I'm in the process of teaching myself WPF (Windows Presentation Foundation)
for making Silverlight web-apps and desktop apps and it's really quite fun;
what's not to like about being able to hammer out a slick-looking desktop app
in a matter of minutes? Plus with WPF you're forced to learn how to implement
parallelism and event-driven programming which are both good experiences that
have tremendous real-world value even if you don't end up taking a job some
day where you need to use .NET or C#.

------
aymeric
Like someone already mentioned, I would focus on developing something useful.
For you or for someone you know. I went through the exercise of listing my
current frustrations to find what I should be working on on my blog (link at
the end of my comment)

The challenges you will face during the development of a real life application
will help you learn much quicker. Which language you will choose depends on
your preferred OS, your inclination towards Open source, if you want to
maximize your wages, etc..

Link to the blog post about the frustrations exercise:
<http://aymeric.gaurat.net/index.php/2010/my-frustrations/>

------
silentbicycle
What are your interests? Yeah, besides programming. Do you play guitar? Are
you a baseball stats geek? Do you like math puzzles? Pick a problem aligned
with your other interests, and go for it. Whether you do this in a language
you already know or a new language / framework / etc. is your call, but
challenge yourself.

Your interest will keep you going through the slow parts, whereas if you're
just learning tech for its own sake, you might just start learning something
else as soon as it gets hard. That can _feel_ like progress, but doesn't
usually add up until you stick with things for longer.

------
imp
I usually find it easier to start with a project I want to build, and then
learn whatever it takes to make it happen. There's so much to learn that it
really is a personal preference.

------
adbge
I asked myself the same thing a week ago and decided that I'd like to master
Emacs. You should think about the process that you use to write code and how
you can refine that process.

I'd suggest you look into learning a scripting language. Simple scripts can
make your whole life a lot easier. Something like Perl or Ruby would be a good
addition to your coding arsenal.

------
warrenwilkinson
Learn whatever looks fun to you. When it stops being fun, repeat process.

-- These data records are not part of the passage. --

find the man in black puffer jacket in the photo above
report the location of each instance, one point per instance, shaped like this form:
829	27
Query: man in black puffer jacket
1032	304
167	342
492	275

I recommend Forth at least for the ideas. It's interesting because its a
language that avoids needing a lexer, parser, or optimizer. It has the most
beautiful ideas I've seen since I found Lisp.

------
angrycoder
Write one or more non trivial projects a language you already 'know'. It will
be far more beneficial.

------
cheald
Learn a scripting language. Java, C++, and C# are great tools, but a command
of scripting languages will serve you well. Perl, Python, and Ruby are the
perennial favorites - I prefer Ruby, personally - but there are tons of
others, like Lua or Javascript.

------
clark-kent
Try building something useful to you, then learn the language and tools best
suited for it.

------
Tichy
Apart from what others said, I guess you can't do much wrong by starting with
Structure and Interpretation of Computer Programs by Abelson and Sussman,
which is also available for free.

------
sbe
Erlang or OCaml.

Build an AMQP stack.

------
known
Try to obtain expertise on a _domain_.

------
tkahn6
It seems like you want something more concrete than abstract to work on, but
if you want something that is very challenging and rewarding studying The Art
of Computer Programming Vol. 1 is something you should consider.

Depending on the program you're in, you might get this material from your CS
program but judging from comments here on HN about the quality of CS programs
in most schools, you won't.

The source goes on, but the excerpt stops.